La ministre responsable de la Réforme des institutions démocratiques, Rita de Santis
Photo: Jacques Boissinot La Presse canadienne La ministre responsable de la Réforme des institutions démocratiques, Rita de Santis

La ministre responsable de la Réforme des institutions démocratiques, Rita de Santis, refuse de participer de près ou de loin à la « vaste consultation publique » sur la réforme du mode de scrutin, qui sera organisée sous l’égide du Mouvement démocratie nouvelle (MDN) l’automne prochain, y voyant un exercice « partisan ».

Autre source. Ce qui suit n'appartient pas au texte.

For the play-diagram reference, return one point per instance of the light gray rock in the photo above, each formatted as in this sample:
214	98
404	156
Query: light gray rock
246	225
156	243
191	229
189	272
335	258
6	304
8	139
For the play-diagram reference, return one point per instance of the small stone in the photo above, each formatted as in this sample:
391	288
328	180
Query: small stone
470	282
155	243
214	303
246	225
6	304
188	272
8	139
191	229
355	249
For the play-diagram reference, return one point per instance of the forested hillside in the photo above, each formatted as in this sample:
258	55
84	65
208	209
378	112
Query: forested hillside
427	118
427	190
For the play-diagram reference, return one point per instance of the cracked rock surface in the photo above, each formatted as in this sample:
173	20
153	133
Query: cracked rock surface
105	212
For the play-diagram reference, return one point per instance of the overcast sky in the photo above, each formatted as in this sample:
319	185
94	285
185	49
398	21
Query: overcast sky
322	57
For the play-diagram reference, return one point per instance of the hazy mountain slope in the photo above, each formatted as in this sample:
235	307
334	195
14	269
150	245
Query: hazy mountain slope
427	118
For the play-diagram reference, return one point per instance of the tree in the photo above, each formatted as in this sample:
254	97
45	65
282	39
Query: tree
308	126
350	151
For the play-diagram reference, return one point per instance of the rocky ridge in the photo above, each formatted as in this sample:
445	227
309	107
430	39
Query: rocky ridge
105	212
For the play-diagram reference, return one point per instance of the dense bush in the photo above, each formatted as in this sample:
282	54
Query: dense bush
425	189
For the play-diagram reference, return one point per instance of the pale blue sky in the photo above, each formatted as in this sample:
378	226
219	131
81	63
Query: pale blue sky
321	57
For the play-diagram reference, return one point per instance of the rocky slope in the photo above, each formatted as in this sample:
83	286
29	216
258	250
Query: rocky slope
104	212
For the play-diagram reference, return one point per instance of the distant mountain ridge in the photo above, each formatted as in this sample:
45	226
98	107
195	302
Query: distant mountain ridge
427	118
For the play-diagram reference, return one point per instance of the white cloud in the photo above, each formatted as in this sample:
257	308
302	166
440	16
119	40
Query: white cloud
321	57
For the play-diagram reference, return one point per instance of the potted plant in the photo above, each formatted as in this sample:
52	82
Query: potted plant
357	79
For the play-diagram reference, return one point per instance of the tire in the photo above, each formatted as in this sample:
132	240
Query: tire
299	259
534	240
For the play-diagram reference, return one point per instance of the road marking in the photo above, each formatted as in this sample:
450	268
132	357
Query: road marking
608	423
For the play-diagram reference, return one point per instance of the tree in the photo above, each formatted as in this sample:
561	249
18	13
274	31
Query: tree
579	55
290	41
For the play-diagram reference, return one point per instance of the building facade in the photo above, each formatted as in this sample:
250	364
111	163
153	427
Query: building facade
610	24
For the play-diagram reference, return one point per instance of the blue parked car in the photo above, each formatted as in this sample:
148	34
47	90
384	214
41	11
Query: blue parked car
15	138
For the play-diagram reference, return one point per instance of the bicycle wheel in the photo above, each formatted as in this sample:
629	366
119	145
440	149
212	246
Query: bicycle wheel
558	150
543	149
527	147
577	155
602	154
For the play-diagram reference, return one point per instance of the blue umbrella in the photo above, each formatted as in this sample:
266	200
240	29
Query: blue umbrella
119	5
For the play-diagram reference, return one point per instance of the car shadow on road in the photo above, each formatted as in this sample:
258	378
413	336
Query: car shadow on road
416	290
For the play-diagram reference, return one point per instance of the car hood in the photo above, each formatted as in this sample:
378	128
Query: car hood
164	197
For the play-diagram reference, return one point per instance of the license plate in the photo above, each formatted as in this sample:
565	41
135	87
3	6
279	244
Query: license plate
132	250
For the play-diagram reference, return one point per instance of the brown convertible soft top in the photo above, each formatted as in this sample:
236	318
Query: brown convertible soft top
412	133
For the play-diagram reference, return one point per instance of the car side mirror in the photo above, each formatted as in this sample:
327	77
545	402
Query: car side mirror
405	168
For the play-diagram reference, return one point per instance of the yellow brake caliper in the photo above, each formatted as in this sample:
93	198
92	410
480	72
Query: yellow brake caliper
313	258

Le Parti québécois, la Coalition avenir Québec, Québec solidaire, Option nationale et le Parti vert du Québec ont pour leur part donné leur bénédiction à la mise sur pied d’une « commission itinérante » afin de sonder la population québécoise sur des solutions de rechange au mode de scrutin majoritaire uninominal à un tour.

 

« C’est une consultation qui est partisane. Je ne peux pas participer [à] cela », a déclaré Mme de Santis dans un point de presse jeudi après-midi, avant de se livrer à un plaidoyer passionné pour défendre le mode de scrutin actuel. En plus de garantir l'« imputabilité » des députés, le bon vieux mode de scrutin majoritaire uninominal à un tour offre « la clarté » et « la stabilité » à la population québécoise. « Si on a un scrutin mixte, proportionnel, c’est très, très, très rare ou presque impossible d’avoir un gouvernement majorit[aire]. Et quand les coalitions sont formées, “it’s give and take”. Alors, comment on tient le gouvernement responsable des engagements qu’[il] a pris lors des élections. Ça va être plus difficile », a-t-elle fait valoir.

L’élue libérale a égratigné durement le mode de scrutin proportionnel mixte compensatoire régional, qui fait actuellement consensus au sein des partis d’opposition à l’Assemblée nationale. Selon elle, les tiers partis se trouveraient à jouer un rôle démesuré sur la scène politique, puisqu’ils hériteraient plus fréquemment de la balance du pouvoir. « Un parti minoritaire va avoir beaucoup plus d’importance dans une coalition que le nombre de voix qu’[il] aura obtenues. Et, en plus, il y a la question d’imputabilité. On aura deux types de députés : des députés qui représentent des circonscriptions et des députés qui sont choisis d’après une liste. À qui [reviennent] la loyauté et l’imputabilité de ceux qui sont choisis d’après une liste ? » a-t-elle demandé.

La ministre libérale se garde toutefois de rompre tout contact avec les partisans d’une réforme du mode de scrutin. Le « dialogue » revêt à ses yeux « une très, très grande importance ». « Il faut que tout ça continue. Il ne faut pas arrêter. […] Aujourd’hui, la plupart des Québécois sont [à l'aise] avec le système qu’ils ont parce qu’ils ont eu de 2001 à 2008 toute une discussion là-dessus. Mais les choses évoluent », a-t-elle conclu.